The application can also help detect cases of serious illness. For instance, a red notification pops up when a child's weight indicates severe malnutrition during a growth monitoring session. Parents tend to pay greater attention to the advice and recommendations of a community health volunteer when supported by the mobile application.
During a recent field evaluation, one of the volunteers stated that in the past people didn’t care much when he referred them to the health center for advanced treatment. Apparently, a notification on the smartphone is viewed as more "reliable" for clients, which spurs them to follow the instructions, particularly when it comes to referrals to health centers.
Photo credit: Samy RakotoniainaThe application significantly saves time. Previously, the health volunteers were required to follow a paper-based job aid during case management appointments, and often instantly filled in their forms, which slowed down the service time. With the smartphone, beneficiaries confirmed that they were satisfied with the new system, which has become faster and more accurate, saving time for everyone involved.
Finally, the smartphone enhances the communication between heads of health centers and community health volunteers; they can easily get in touch by telephone to ask specific questions or to share important health information. Health volunteers can also check whether referred patients actually went to the health center, which reinforces follow-up and the continuum of care.

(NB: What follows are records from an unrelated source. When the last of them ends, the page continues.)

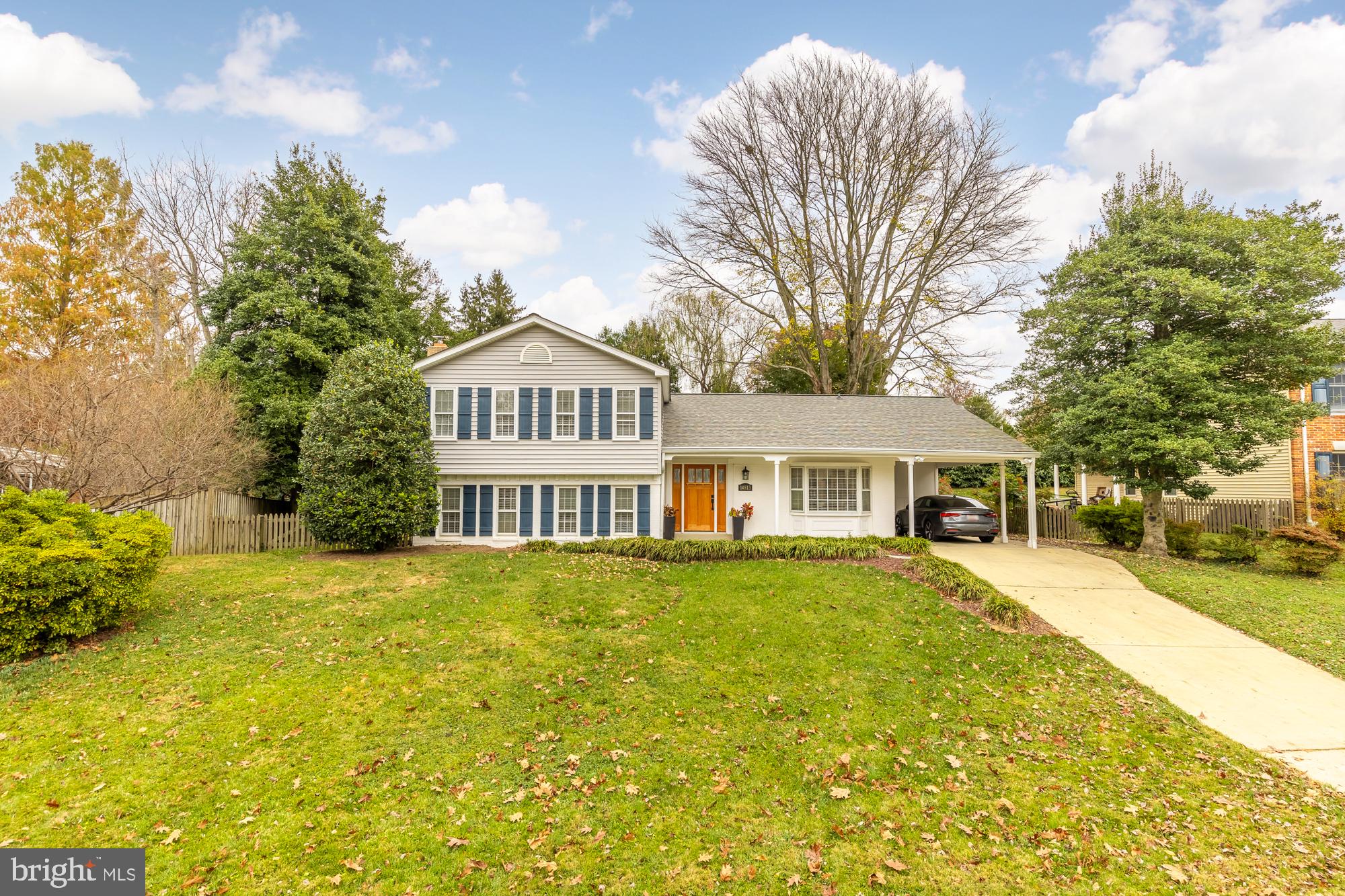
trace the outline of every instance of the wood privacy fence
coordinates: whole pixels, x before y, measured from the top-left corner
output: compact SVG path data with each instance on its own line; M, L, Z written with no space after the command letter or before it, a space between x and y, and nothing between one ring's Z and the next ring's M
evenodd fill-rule
M171 554L249 554L278 548L336 548L321 545L282 500L266 500L231 491L199 491L186 498L147 505L172 526Z
M1263 498L1165 498L1163 513L1169 519L1189 522L1198 519L1208 533L1227 534L1233 526L1248 529L1275 529L1294 521L1294 503L1284 499ZM1009 531L1015 535L1028 531L1028 509L1009 510ZM1037 537L1060 541L1099 541L1075 518L1073 509L1042 505L1037 509Z

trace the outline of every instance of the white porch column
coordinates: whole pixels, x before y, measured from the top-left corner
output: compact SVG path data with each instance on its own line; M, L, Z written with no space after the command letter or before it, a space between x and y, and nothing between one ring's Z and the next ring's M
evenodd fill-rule
M1028 467L1028 546L1037 546L1037 459L1022 461ZM1001 529L1002 531L1002 529Z
M1009 483L1005 482L1005 461L999 461L999 541L1009 544Z

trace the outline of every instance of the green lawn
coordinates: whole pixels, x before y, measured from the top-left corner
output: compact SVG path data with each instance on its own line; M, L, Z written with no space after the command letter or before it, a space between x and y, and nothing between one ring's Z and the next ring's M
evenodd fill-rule
M0 839L153 893L1345 888L1345 798L843 564L175 558L0 669Z
M1244 566L1093 550L1159 595L1345 678L1345 564L1310 578L1289 572L1274 554Z

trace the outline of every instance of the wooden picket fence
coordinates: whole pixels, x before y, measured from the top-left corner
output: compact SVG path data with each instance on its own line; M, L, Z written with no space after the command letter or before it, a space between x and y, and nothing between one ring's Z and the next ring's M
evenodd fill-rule
M1169 519L1190 522L1198 519L1204 530L1227 534L1233 526L1271 530L1294 522L1294 502L1287 498L1210 498L1193 500L1190 498L1165 498L1163 513ZM1009 531L1014 535L1028 533L1028 509L1018 506L1009 510ZM1037 507L1037 537L1059 541L1092 541L1098 537L1075 518L1068 506L1041 505Z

This mobile health application has proved successful in its pilot phase at the community level, despite initial challenges in introducing community health volunteers to the use of the touchscreen devices. Training and practice helped users quickly master the smartphone and its components within a few days. The application has also been designed to run offline, in order to mitigate any potential problems due to limited internet coverage throughout rural Madagascar. Additionally, community health volunteers sync their database when they visit the nearest town with internet coverage at least once a month. However, the pilot project also revealed challenges, such as phone battery life, which must be addressed to improve the application for scale-up. More reliable solar chargers and powerbanks will ensure the functionality of the electronic devices in off grid locations.
Ultimately, the introduction of mobile technology to improve the quality of care remains a real innovation in community health, as the application generates a diagnosis and recommendations for treatment and follow-up, thereby offering standardized, evidence-based care. The preliminary results of the pilot project suggest that the mobile application has the potential to generate significant positive impacts on health service delivery and data collection at the community-level. Following this successful pilot phase, the Ministry of Public Health and the USAID Mikolo project, decided to scale-up the use of smartphones at the community level to strengthen the country's health system and to improve health outcomes in remote villages.